Çok bilenleri, her soruya anında doğru cevap verebilenleri öğretmenler ön sıralara oturturdu.
Müfettiş de zaten ön sıradan iki kişiye ikişer soru sorar sonra da çıkar giderdi.
Bilmek ve bilgili olmak bilgiye erişimin zor olduğu yıllarda çok değerliydi çünkü.
Bir konuyu derinlemesine bilenler artık o konunun uzmanı olur, başarı da o konuyu ne kadar derin bildiğiyle ölçülürdü.
Günümüzde bilgi her gün katlanarak çoğalıyor ve dünün doğrusu bir anda bugünün engeli haline gelebiliyor.
Artık mesele ne kadar bildiğimiz değil, değişime ve değişenlere ne kadar hızlı uyum sağlayabildiğimiz.
Bu nedenle eskinin çok bilenleri de eskisi kadar başarılı ve popüler değiller.

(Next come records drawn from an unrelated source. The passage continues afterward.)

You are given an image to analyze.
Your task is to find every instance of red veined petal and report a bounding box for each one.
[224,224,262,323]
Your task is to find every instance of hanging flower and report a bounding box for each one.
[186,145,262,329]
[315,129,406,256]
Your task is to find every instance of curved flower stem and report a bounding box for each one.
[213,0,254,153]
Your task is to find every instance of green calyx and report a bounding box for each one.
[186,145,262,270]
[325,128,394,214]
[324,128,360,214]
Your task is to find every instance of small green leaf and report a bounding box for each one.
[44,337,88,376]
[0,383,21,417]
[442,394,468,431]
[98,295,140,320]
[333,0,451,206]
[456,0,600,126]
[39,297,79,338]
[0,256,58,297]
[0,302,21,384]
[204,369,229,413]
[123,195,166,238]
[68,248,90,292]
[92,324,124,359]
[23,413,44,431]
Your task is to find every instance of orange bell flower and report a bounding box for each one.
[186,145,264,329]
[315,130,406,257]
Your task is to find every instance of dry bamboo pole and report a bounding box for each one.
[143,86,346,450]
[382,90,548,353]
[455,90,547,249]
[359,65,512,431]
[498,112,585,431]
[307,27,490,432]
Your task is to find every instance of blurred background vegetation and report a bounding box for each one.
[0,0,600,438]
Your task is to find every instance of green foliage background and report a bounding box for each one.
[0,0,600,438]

Bugünün ve geleceğin değerlileri, başarılıları ve kazananları "zihinsel esneklik" becerisine sahip olanlar olacak.
Düşünce biçimini, bakış açısını, tutum ve davranışını değişen yeni durumlara uyarlayabilmek hayati derecede önemli olacak.
Değişim, bugünün iş dünyasında bile baş döndürücü bir hızda.

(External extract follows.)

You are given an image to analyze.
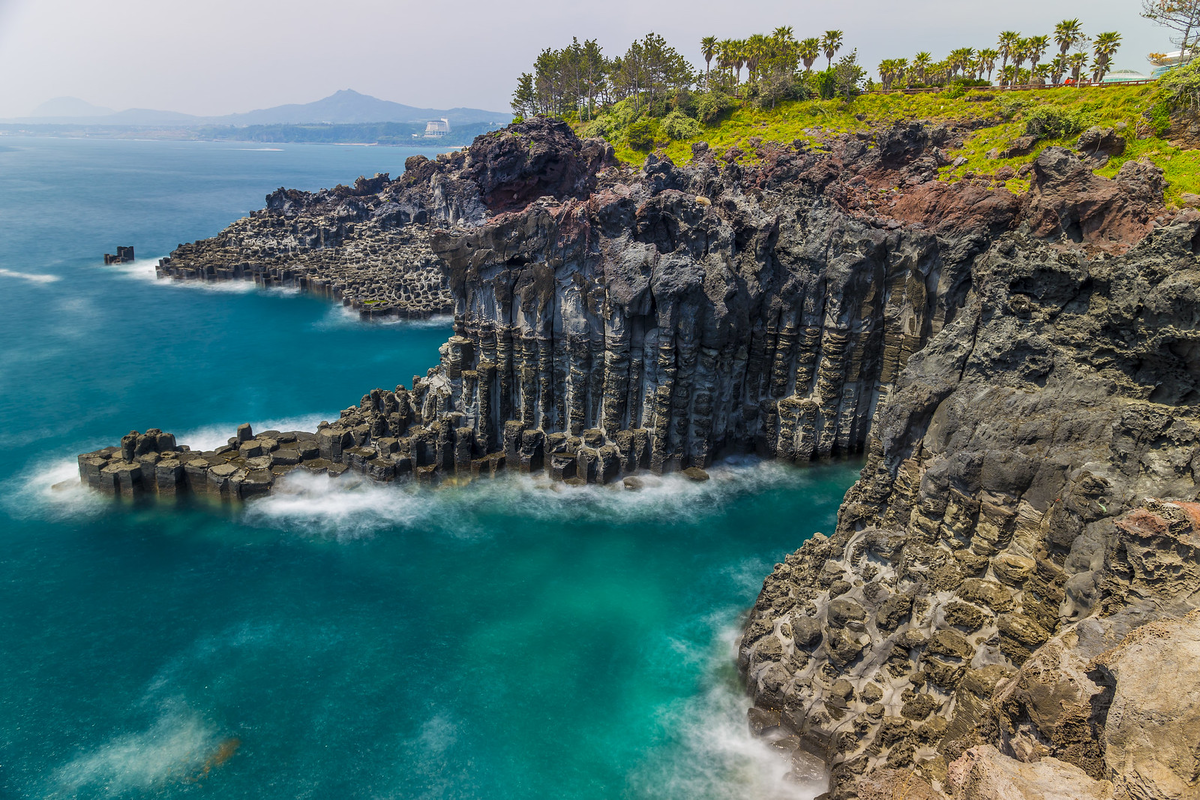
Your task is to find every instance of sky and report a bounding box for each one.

Ama gelecekte değişimler sürekli ve kalıcı hale gelecek.
Meslekler dönüşecek, bazıları kaybolacak, yerlerine yenileri doğacak.

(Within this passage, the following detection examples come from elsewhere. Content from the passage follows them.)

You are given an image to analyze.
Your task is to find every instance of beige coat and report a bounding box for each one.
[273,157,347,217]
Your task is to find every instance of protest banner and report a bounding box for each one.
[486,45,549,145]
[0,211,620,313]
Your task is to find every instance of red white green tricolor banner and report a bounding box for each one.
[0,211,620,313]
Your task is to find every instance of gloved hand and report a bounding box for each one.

Böyle bir dünyada sabit düşünce kalıplarına sıkışmış bireylerin varlık göstermesi çok zor olacak.
Bu dönüşüm ortamında “benim işim bu” diyenler dışarda kalacak, “ben öğrenirim” diyenler ise ayakta kalıp yoluna devam edecek.
Zihinsel esneklik için 21. yüzyıl becerilerinden birkaçına bir arada sahip olmak gerekiyor:
Değişime direnmek yerine hızla uyum sağlayabilme, yenilikçi düşünerek sabit kalıpların dışına çıkabilme ve bir sorun karşısında tek bir çözümde ısrar etmek yerine yeni arayışlar peşinde olma.
Bu becerileri edinmek ve zihinsel olarak daha esnek olabilmek için de konunun uzmanlarına kulak vereceğiz:
Dar alanda hareket etmek, geniş alanda rahatça dolanmaya göre zordur.
Bu yüzden zihinsel esneklik için öncelikle zihnimizin sınırlarını genişletmeliyiz.
Yeni şeyler öğrenmek beyni sürekli aktif tutar.
Okuma alanını genişletmek, mümkünse azar azar psikoloji ve felsefeye de göz atmak büyük katkı sağlar.
Zeki insanlar doğru cevabı verirler, esnek insanlar ise yeni soru sorarlar.
İnsan beyni tanımadığı şeylerle karşılaştığında yeni bağlantılar kurar.
Bu yüzden çok gezen ve farklı ortamlarda farklı insanlarla temas kuranlar, sadece okuyanlara göre daha bilge olurlar.
Esnekliğin en büyük düşmanı ise "eski köye yeni adet getirmek"ten kaçınmaktır.
"Bunu neden böyle yapıyoruz?" ya da "bunun yerine bunu yapsak ne olur?" diye soranlar hep esnek düşünenler arasından çıkar.
Yine mükemmeliyetçilikten uzak durarak ve hatalardan çekinmeyerek de zihinsel esnekliği güçlendirebiliriz.
Her seferinde yeni bir duruma adapte olabilmek, beynin öğrenmeye açık modda kalmasını sağlar.
Zaman geçtikçe de bu artık bir refleks hâline dönüşür.
Bu sayede zihinsel esnek olma becerisi sürdürülebilir bir alışkanlık haline gelir.
Zihinsel esnek olmak, bu çağda artık bir beceriden çok bir tür hayatta kalma sanatı haline geldi.
Bu sanat bireyleri sadece başarılı yapmıyor, aynı zamanda öğretmenlerin eskiden ön sıralara oturttuğu bilge öğrenciler konumuna getiriyor.
Geleceğin iş dünyasında ise kazananlar geçmişteki gibi en çok bilenler değil,
en hızlı öğrenenler, en çabuk ve kolay uyum sağlayanlar ve farklı düşünebilenler olacak.
Değişen dünyada dünyayı değiştirecek olanlar işte o insanlar olacak.